Enterprise and entrepreneurship is of strong interest to policy-makers because new and small firms can be a key contributor to job and wealth creation. However this contribution varies spatially, with some areas in a country having new firm formation rates that are up to three or four times higher than others. The vast majority of these new firms begin in the geographical area in which the founder lives, works or was born emphasising that entrepreneurship is a local event. The book documents a diversity of research approaches to examining the regional determinants of entrepreneurship in countries as contrasting as India and Sweden. The Editors call is for scholars to better understand the long run factors that influence enterprise at the local and regional level. For policy makers the Editors challenge is for them to be much clearer about the targets for their policies. Is it new firms, new jobs, productivity and does it matter where these targets are delivered?

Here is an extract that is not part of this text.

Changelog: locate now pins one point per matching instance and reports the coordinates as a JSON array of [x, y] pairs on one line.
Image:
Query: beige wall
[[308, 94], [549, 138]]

This book was published as a special issue of Regional Studies.
Table of Contents
1. Entrepreneurship in a Regional Context: Historical Roots, Recent Developments and Future Challenges Michael Fritsch and David J. Storey
2. The Long Persistence of Regional Levels of Entrepreneurship: Germany, 1925–2005 Michael Fritsch and Michael Wywrich
3. Start-ups and Local Entrepreneurial Social Capital in the Municipalities of Sweden Hans Weslund, Johan P. Larsson and Amy Rader Olsson
4. Regional Social Legitimacy of Entrepreneurship: Implications for Entrepreneurial Intention and Start-up Behaviour Ewald Kibler, Teemu Kautonen and Matthias Fink
5. Entrepreneurship as an Urban Event? Empirical Evidence from European Cities Niels Bosma and Rolf Sternberg
6. Population Change and New Firm Formation in Urban and Rural Regions Heike Delfmann, Sierdjan Koster, Philip McCann and Jouke van Dijk
7. The Significance of Entry and Exit for Regional Productivity Growth Udo Brixy
8. Spatial Determinants of Entrepreneurship in India Ejaz Ghani, William R. Kerr and Stephen O’Connell
9. Is Entrepreneurship a Route Out of Deprivation? Julian S. Frankish, Richard G. Roberts, Alex Coad and David J. Storey
10. Regional Effect Heterogeneity of Start-up Subsidies for the Unemployed Marco Caliendo and Steffen Künn
Michael Fritsch is Professor of Economics and Chair of Business Dynamics, Innovation, and Economic Change at the Friedrich Schiller University Jena, Germany. His main fields of research are new business formation processes and their impact on economic development, innovation systems, economic development strategies, as well as markets and market failure.
David Storey, OBE, is Professor in the School of Business Management and Economics at the University of Sussex. He is interested in the financing and performance of new firms and the public policy environment in which such firms can thrive.